Sunday, September 04, 2005

THE TWO FACES OF KATRINA

I've written a lot about Katrina's effect on New Orleans, mainly because I have some ties there. This is not to ignore or discount the swath of utter destruction this storm visited upon Mississippi and Alabama and the resulting loss of life.

Maybe there is an additional reason that I have tended to focus upon New Orleans. I'm not from "Hurricane Country" and the destruction from these storms that I have seen, admittedly, has been restricted to television viewing. I expect to see piles of rubble that were once buildings, upended trees and large boats sitting atop houses or strewn about far inland like so many toys. These are the images that give me a mental picture of the incredible power of a hurricane and the fragility of our physical surroundings. The next day, the sun comes out, the rubble is cleared, the dead are buried and the process of rebuilding broken lives begins.

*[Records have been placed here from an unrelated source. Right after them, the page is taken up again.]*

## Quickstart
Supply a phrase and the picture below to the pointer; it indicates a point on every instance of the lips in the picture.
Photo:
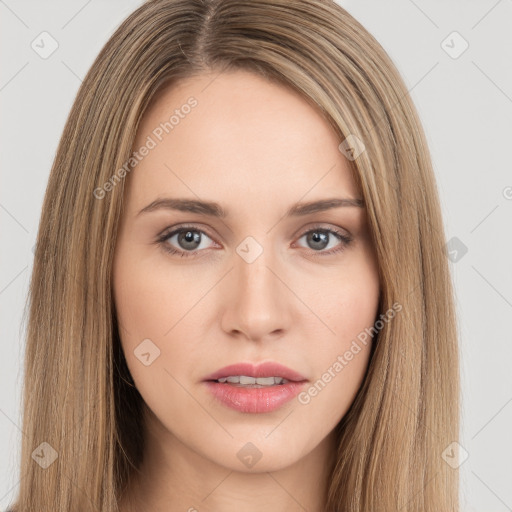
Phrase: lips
(266, 369)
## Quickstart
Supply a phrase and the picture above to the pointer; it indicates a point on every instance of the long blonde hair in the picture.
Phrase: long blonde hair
(78, 396)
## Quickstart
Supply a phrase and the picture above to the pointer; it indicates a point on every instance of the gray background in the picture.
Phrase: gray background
(465, 102)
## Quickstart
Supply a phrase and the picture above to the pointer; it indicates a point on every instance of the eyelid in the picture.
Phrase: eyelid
(344, 237)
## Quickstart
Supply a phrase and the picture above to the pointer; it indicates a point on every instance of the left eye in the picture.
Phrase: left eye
(191, 239)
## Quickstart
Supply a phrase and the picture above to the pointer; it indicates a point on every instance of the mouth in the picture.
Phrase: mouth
(269, 373)
(255, 389)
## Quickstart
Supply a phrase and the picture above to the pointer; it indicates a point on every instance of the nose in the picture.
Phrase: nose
(256, 303)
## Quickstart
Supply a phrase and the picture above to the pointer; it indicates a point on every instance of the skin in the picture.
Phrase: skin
(256, 148)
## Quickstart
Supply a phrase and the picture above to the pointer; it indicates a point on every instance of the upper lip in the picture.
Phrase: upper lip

New Orleans is different. The calm after the storm brought about an excruciatingly slow slide into oblivion. The morning after Katrina passed, the talk was how the ol' Big Easy dodged another bullet. A little superficial wind damage, but nothing more. The I-10 freeway over the lake suffered major damage, but the city was virtually intact. As the day wore on, it became increasingly clear that this was a city that was terminally ill. As New Orleans felt the relief of dodging The Big One once again, The Big One had delivered a mortal blow that was all but unnoticed at first and the city began to die, not with the anticipated bang, but with a whimper. It's all so surreal, so un-hurricane-like.

I've heard Katrina's destruction on the gulf coast of Mississippi and Alabama likened to a nuclear blast, smashing everything in her path and doing her killing swiftly. In New Orleans, Katrina is waging what could be likened to biological warfare, killing slowly and inflicting a protracted misery on those who are currently survivors. Those survivors, however, may well fall victim to her insidious wrath in the near future. In Mississippi and Alabama, the killing is done. In New Orleans, the killing is still in process.

The two faces of Katrina is something that we will not soon forget.